Le Conseil constitutionnel, par sa décision du 15 décembre 1993, s’est prononcé sur le défaut de dépôt d’un compte de campagne suite à des élections législatives. Un candidat avait participé au second tour de scrutin sans transmettre ultérieurement les documents comptables obligatoires au service préfectoral de sa circonscription. Le délai légal imparti pour cette formalité administrative impérative expirait deux mois après le scrutin sans qu’aucun dossier ne fût reçu par l’administration.
L’organe administratif de contrôle a saisi le juge électoral pour signaler cette omission après avoir constaté le dépassement manifeste du délai légal. L’intéressé a reçu communication de cette saisine mais a choisi de ne produire aucune observation écrite durant la phase d’instruction du dossier. Cet organe sollicitait l’application des sanctions prévues par le Code électoral pour la méconnaissance des obligations de transparence financière. Le juge doit déterminer si l’absence de dépôt dans le temps prescrit entraîne automatiquement le prononcé d’une inéligibilité du candidat fautif.
La question se pose de savoir si le caractère impératif du délai de dépôt interdit toute régularisation et justifie une restriction au droit de se présenter. La juridiction considère que ce délai de deux mois « présente un caractère impératif » et doit se décompter rigoureusement depuis le jour de l’élection. En conséquence, le juge observe la carence du candidat et le déclare inéligible pour une durée d’un an à compter du jour du scrutin.
I. La stricte application du délai impératif de dépôt A. Le décompte rigoureux du terme légal Le Conseil rappelle que tout candidat présent au premier tour doit déposer son compte de campagne à la préfecture dans les deux mois. Ce délai « doit se décompter de jour à jour » et constitue une obligation fondamentale pour la régularité des opérations de financement électoral. Le juge relève que l’élection fut acquise le 28 mars, ce qui fixait la limite finale du dépôt au 28 mai. Toute remise intervenant après ce « caractère impératif » serait considérée comme tardive et donc nulle au regard des exigences légales de transparence.
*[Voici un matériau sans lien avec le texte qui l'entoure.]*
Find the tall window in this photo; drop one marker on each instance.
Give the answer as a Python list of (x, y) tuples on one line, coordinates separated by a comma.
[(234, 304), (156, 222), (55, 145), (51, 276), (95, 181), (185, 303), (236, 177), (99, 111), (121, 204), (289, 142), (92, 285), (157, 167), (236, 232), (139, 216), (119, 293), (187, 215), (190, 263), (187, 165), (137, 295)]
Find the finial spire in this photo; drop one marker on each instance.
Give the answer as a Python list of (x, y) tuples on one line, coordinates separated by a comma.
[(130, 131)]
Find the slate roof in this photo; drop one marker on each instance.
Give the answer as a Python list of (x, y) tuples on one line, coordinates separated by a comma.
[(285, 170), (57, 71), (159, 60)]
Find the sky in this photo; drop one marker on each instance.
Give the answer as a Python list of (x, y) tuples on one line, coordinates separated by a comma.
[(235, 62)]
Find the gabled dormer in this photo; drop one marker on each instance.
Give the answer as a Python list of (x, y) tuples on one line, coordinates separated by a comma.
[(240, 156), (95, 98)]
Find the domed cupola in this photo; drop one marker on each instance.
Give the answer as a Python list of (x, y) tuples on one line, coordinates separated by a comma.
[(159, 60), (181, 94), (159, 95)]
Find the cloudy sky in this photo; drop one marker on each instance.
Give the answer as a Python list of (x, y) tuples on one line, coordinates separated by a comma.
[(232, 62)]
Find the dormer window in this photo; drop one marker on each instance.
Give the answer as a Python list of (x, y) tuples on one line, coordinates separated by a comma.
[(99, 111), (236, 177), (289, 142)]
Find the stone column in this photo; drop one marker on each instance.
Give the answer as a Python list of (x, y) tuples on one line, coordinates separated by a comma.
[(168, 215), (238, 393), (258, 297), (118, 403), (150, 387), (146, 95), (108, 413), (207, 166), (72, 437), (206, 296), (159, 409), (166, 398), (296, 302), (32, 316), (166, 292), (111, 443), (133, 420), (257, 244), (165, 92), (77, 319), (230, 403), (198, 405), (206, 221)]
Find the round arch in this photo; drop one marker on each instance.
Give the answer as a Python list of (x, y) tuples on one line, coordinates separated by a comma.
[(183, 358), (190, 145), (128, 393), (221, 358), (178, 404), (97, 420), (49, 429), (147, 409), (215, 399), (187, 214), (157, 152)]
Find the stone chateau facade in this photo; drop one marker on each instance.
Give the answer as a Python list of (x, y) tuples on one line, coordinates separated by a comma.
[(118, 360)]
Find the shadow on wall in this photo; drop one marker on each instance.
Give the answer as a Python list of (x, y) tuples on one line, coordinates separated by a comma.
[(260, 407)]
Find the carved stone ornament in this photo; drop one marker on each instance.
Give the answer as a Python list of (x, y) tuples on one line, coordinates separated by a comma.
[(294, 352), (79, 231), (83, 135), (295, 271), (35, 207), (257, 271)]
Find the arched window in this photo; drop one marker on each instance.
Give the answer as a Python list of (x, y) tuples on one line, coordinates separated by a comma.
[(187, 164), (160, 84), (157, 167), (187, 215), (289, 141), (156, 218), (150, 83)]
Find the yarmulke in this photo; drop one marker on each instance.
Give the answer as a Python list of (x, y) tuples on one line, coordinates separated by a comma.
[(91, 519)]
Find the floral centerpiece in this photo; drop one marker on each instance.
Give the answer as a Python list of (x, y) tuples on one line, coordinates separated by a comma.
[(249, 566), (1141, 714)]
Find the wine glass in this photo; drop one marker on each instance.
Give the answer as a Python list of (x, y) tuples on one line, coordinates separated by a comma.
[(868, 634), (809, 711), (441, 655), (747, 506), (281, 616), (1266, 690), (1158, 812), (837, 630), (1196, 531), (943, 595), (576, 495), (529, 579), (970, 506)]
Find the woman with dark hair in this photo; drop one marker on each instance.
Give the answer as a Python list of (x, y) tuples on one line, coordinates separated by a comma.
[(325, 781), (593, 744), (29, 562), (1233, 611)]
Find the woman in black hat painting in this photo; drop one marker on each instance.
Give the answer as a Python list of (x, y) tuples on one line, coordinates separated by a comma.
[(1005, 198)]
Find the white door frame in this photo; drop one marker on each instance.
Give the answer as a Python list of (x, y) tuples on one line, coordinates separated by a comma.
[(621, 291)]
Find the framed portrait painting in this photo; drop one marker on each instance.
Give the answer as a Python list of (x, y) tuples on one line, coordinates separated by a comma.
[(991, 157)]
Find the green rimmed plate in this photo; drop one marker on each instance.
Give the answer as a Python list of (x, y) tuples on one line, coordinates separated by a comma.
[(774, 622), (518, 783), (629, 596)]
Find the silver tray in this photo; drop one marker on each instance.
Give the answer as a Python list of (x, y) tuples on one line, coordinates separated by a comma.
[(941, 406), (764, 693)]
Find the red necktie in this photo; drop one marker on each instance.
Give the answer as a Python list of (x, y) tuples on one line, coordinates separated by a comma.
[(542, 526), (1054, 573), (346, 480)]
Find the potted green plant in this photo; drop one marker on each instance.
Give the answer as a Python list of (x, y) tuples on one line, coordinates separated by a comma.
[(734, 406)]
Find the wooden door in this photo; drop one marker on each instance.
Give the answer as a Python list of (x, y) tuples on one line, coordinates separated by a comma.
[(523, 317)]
B. Le constat objectif de l’absence de compte La décision souligne que le candidat n’avait pas fait parvenir les documents nécessaires à la date précise de l’expiration du délai imparti. Ce constat matériel permet au juge d’établir la violation du Code électoral sans aucune autre appréciation d’ordre subjectif de sa part. L’absence d’observations de la part du candidat durant la procédure contentieuse renforce le caractère définitif du manquement constaté par la commission administrative. Le Conseil constitutionnel limite ainsi son intervention à la vérification du calendrier du dépôt pour garantir l’égalité entre tous les compétiteurs.
II. La consolidation de la transparence du financement électoral A. Une interprétation rigoureuse du Code électoral La loi organique impose une sanction d’inéligibilité d’un an à tout candidat ne respectant pas les conditions et les délais prescrits de dépôt. En précisant qu’il « lui incombe » de constater cette situation, le Conseil affirme son rôle de régulateur strict du financement de la vie politique. Cette position traduit une lecture littérale de la loi qui ne laisse aucune place à la prise en compte d’éventuelles circonstances atténuantes. Le juge assure ainsi l’effectivité des règles de droit par une application systématique et prévisible des dispositions législatives en vigueur.
B. La préservation de l’intégrité de la compétition électorale La déclaration d’inéligibilité pour une durée d’un an vise à sanctionner le mépris des règles garantissant la sincérité du scrutin par les candidats. En fixant le point de départ de cette sanction au jour de l’élection, le Conseil maintient une chronologie cohérente dans l’éviction du fautif. Cette jurisprudence renforce l’autorité de l’organe de contrôle tout en rappelant aux acteurs politiques l’importance de leurs responsabilités administratives et financières. La décision garantit qu’aucun candidat ne puisse se soustraire au contrôle nécessaire au bon fonctionnement du processus démocratique de la République.